Argued October 24, 1952. Decided November 10, 1952.
In a proceeding under R. S. § 4915, 35 U.S.C. § 63, brought by an applicant for a patent to review an adverse decision of a board of interference examiners, when a district court has found against petitioner on the issue of priority of invention it need not go further and consider the validity of a rival applicant's claim to a patent on the same device. Pp. 13-16.
195 F.2d 387, affirmed.
J. Preston Swecker argued the cause and filed a brief for petitioner.
Hugh M. Morris argued the cause for respondent. With him on the brief were Wilmer Mechlin and George R. Ericson.
Claiming he was the original and sole inventor of a mechanical device, the respondent Kepner asked the United States Patent Office for a patent. Later the petitioner Sanford filed a similar application making the same claim. As authorized by R. S. § 4904, 35 U.S.C. § 52, the Commissioner of Patents directed a board of interference examiners to hold hearings and determine the dispute over priority of invention — which of the two first used the device. The Board decided for respondent Kepner. Sanford's application for patent was accordingly refused. As authorized by R. S. § 4915, 35 U.S.C. § 63, Sanford brought this bill in equity praying that he be adjudged inventor of the device and entitled to a patent. Sanford also prayed that Kepner's claims be adjudged unpatentable, charging that many previous patents had been granted on Kepner's device, some of which had expired. Agreeing with the Board of Interference Examiners, the District Court found against Sanford on the issue of prior use. Since this was enough to justify refusal to issue Sanford a patent, the District Court declined to go further and consider Kepner's claim to a patent. Accordingly Sanford's bill was dismissed. 99 F. Supp. 221. Agreeing with the District Court, the Court of Appeals affirmed. 195 F.2d 387. The circuits have different views concerning the duty of district courts to consider and adjudicate questions of invention and patentability when parties urge them in R. S. § 4915 proceedings. To settle these differences we granted certiorari. 343 U.S. 976.

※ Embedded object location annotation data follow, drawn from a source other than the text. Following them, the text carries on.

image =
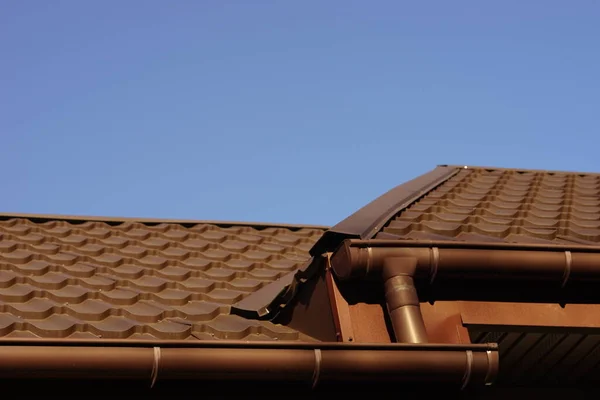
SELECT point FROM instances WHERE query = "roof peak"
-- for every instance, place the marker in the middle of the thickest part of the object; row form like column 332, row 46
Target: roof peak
column 152, row 221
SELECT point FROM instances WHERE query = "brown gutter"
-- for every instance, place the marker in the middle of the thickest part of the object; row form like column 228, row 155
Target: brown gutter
column 310, row 364
column 544, row 273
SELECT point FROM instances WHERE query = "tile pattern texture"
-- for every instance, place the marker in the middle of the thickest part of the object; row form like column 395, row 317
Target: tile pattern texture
column 168, row 281
column 506, row 206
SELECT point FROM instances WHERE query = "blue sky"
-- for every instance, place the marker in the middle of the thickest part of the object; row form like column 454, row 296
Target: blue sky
column 282, row 111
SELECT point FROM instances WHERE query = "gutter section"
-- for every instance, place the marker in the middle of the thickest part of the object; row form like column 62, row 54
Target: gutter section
column 266, row 363
column 463, row 271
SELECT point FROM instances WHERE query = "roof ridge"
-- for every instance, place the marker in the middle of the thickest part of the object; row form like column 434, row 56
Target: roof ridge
column 518, row 169
column 150, row 221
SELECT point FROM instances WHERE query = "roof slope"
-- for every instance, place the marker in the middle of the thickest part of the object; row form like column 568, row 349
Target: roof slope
column 480, row 204
column 505, row 205
column 114, row 278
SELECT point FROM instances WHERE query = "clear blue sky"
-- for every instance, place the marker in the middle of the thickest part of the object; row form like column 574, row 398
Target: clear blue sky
column 283, row 111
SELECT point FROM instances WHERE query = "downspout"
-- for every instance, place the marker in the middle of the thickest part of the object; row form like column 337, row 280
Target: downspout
column 400, row 263
column 244, row 362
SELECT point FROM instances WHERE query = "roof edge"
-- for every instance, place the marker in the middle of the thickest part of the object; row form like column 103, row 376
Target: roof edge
column 364, row 223
column 267, row 302
column 492, row 168
column 152, row 221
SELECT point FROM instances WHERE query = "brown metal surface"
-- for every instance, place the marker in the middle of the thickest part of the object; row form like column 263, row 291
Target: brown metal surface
column 113, row 278
column 475, row 365
column 444, row 323
column 479, row 274
column 340, row 310
column 370, row 323
column 544, row 356
column 310, row 311
column 504, row 205
column 538, row 314
column 403, row 307
column 368, row 220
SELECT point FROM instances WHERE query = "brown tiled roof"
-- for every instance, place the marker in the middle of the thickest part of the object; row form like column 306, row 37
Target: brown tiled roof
column 504, row 205
column 64, row 277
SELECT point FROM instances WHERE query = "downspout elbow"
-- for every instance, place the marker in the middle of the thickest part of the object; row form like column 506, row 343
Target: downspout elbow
column 402, row 300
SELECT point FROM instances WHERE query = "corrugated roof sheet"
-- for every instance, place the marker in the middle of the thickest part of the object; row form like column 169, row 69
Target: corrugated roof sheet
column 484, row 204
column 65, row 278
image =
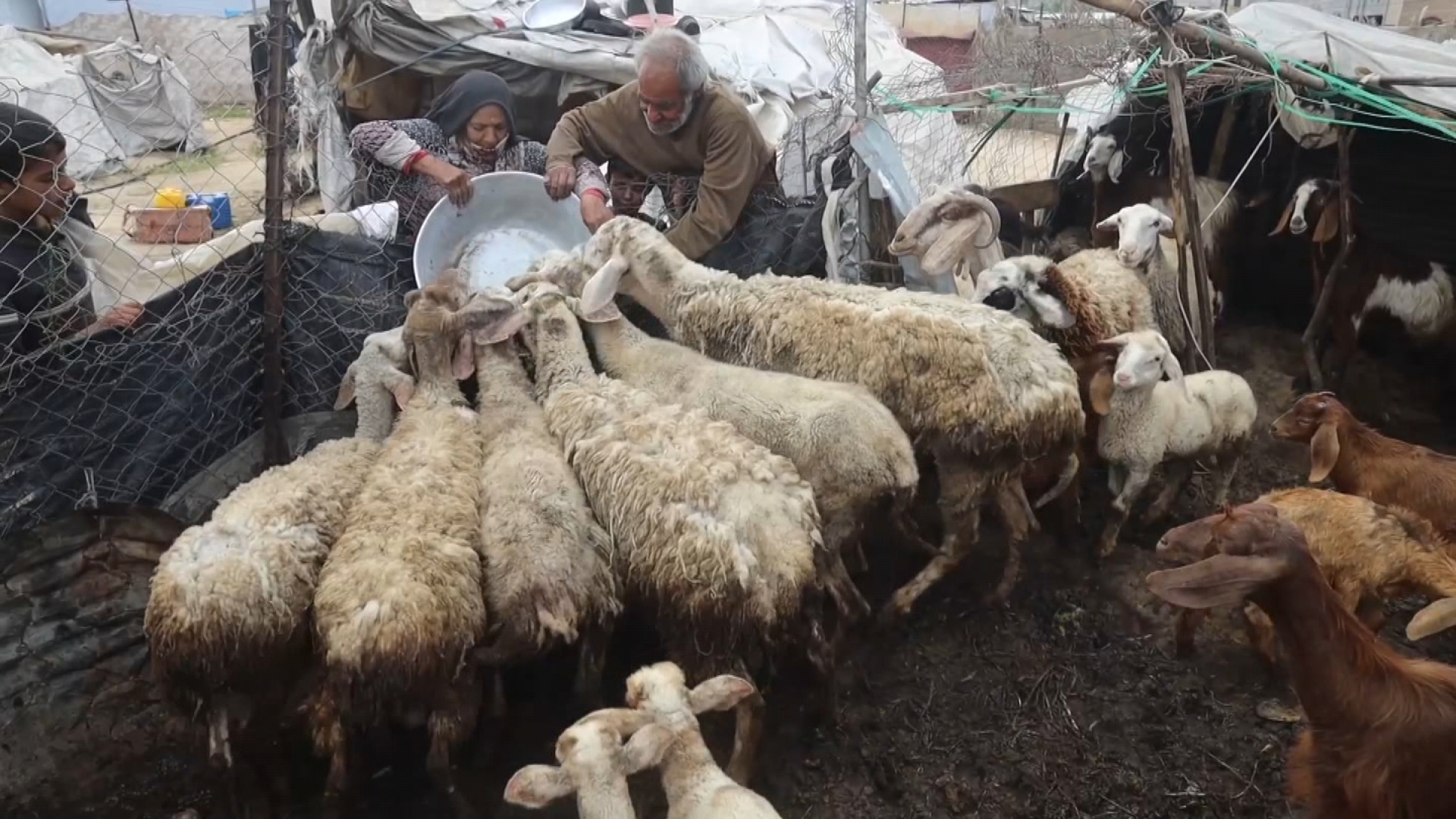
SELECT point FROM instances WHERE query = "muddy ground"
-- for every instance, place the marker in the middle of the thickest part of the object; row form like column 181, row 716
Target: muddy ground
column 1066, row 706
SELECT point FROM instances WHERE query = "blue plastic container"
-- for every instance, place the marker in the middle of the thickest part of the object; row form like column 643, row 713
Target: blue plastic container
column 218, row 205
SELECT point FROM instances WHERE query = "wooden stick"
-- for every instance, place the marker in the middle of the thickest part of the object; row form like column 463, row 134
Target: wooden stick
column 1187, row 223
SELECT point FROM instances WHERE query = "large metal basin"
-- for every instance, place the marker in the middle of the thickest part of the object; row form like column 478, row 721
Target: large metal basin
column 507, row 224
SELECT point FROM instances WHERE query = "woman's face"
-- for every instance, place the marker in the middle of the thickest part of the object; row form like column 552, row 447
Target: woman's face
column 487, row 130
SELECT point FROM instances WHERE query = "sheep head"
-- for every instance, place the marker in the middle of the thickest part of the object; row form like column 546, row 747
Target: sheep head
column 1312, row 196
column 1238, row 553
column 1315, row 420
column 592, row 757
column 1106, row 159
column 661, row 689
column 1028, row 287
column 1138, row 231
column 948, row 228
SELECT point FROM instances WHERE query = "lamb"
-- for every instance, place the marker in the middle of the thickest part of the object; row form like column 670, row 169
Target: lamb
column 228, row 617
column 1141, row 248
column 696, row 787
column 952, row 232
column 1360, row 461
column 973, row 384
column 1365, row 551
column 1147, row 422
column 1417, row 292
column 843, row 442
column 595, row 764
column 548, row 573
column 712, row 529
column 1381, row 726
column 400, row 605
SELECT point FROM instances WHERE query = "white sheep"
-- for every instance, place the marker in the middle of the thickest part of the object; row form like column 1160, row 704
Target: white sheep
column 695, row 784
column 228, row 620
column 548, row 573
column 1075, row 303
column 843, row 442
column 595, row 764
column 715, row 532
column 976, row 385
column 400, row 604
column 1144, row 243
column 1147, row 422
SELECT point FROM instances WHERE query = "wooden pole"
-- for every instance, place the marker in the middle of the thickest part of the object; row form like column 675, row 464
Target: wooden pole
column 1185, row 222
column 1347, row 240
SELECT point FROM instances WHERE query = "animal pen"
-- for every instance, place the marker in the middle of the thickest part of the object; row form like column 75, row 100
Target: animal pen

In accord with the Court of Appeals, Heston v. Kuhlke, 179 F.2d 222; Smith v. Carter Carburetor Corp., 130 F.2d 555; Cleveland Trust Co. v. Berry, 99 F.2d 517. Contra: Minneapolis Honeywell Regulator Co. v. Milwaukee Gas Specialty Co., 174 F.2d 203; Knutson v. Gallsworthy, 82 U.S.App.D.C. 304, 164 F.2d 497.
So far as relevant to the precise question here, R. S. § 4915, as now contained in 35 U.S.C. § 63, reads:
". . . whenever any applicant is dissatisfied with the decision of the board of interference examiners, the applicant . . . may have remedy by bill in equity . . . and the court . . . may adjudge that such applicant is entitled, according to law, to receive a patent for his invention . . . . And such adjudication, if it be in favor of the right of the applicant, shall authorize the commissioner to issue such patent on the applicant filing in the Patent Office a copy of the adjudication and otherwise complying with the requirements of law."
The obvious purpose of the quoted part of R. S. § 4915 is to give a judicial remedy to an applicant who has been finally denied a patent because of a Patent Office decision against him and in favor of his adversary on the question of priority. When the trial court decides this factual issue of priority against him and thus affirms the refusal of the patent by the Patent Office, he has obtained the full remedy the statute gives him. Only if he wins on priority may he proceed. In that event, the statute says, the court may proceed to "adjudge that such applicant is entitled, according to law, to receive a patent for his invention . . . ." So adjudging, it may authorize issuance of the patent. But judicial authorization of issuance implies judicial sanction of patentability and for this reason this Court has said, "It necessarily follows that no adjudication can be made in favor of the applicant, unless the alleged invention for which a patent is sought is a patentable invention." Hill v. Wooster, 132 U.S. 693, 698. The principle of the Hill case is that the court must decide whether claims show patentable inventions before authorizing the Commissioner to issue a patent. No part of its holding or wording nor of that in Hoover Co. v. Coe, 325 U.S. 79, requires us to say R. S. § 4915 compels a district court to adjudicate patentability at the instance of one whose claim is found to be groundless. Sanford's claim was found to be groundless.
It is unlikely that this equity proceeding would develop a full investigation of validity. There would be no attack on the patent comparable to that of an infringement action. Here the very person who claimed an invention now asks to prove that Kepner's similar device was no invention at all because of patents issued long before either party made claim for his discovery. There is no real issue of invention between the parties here and we see no reason to read into the statute a district court's compulsory duty to adjudicate validity.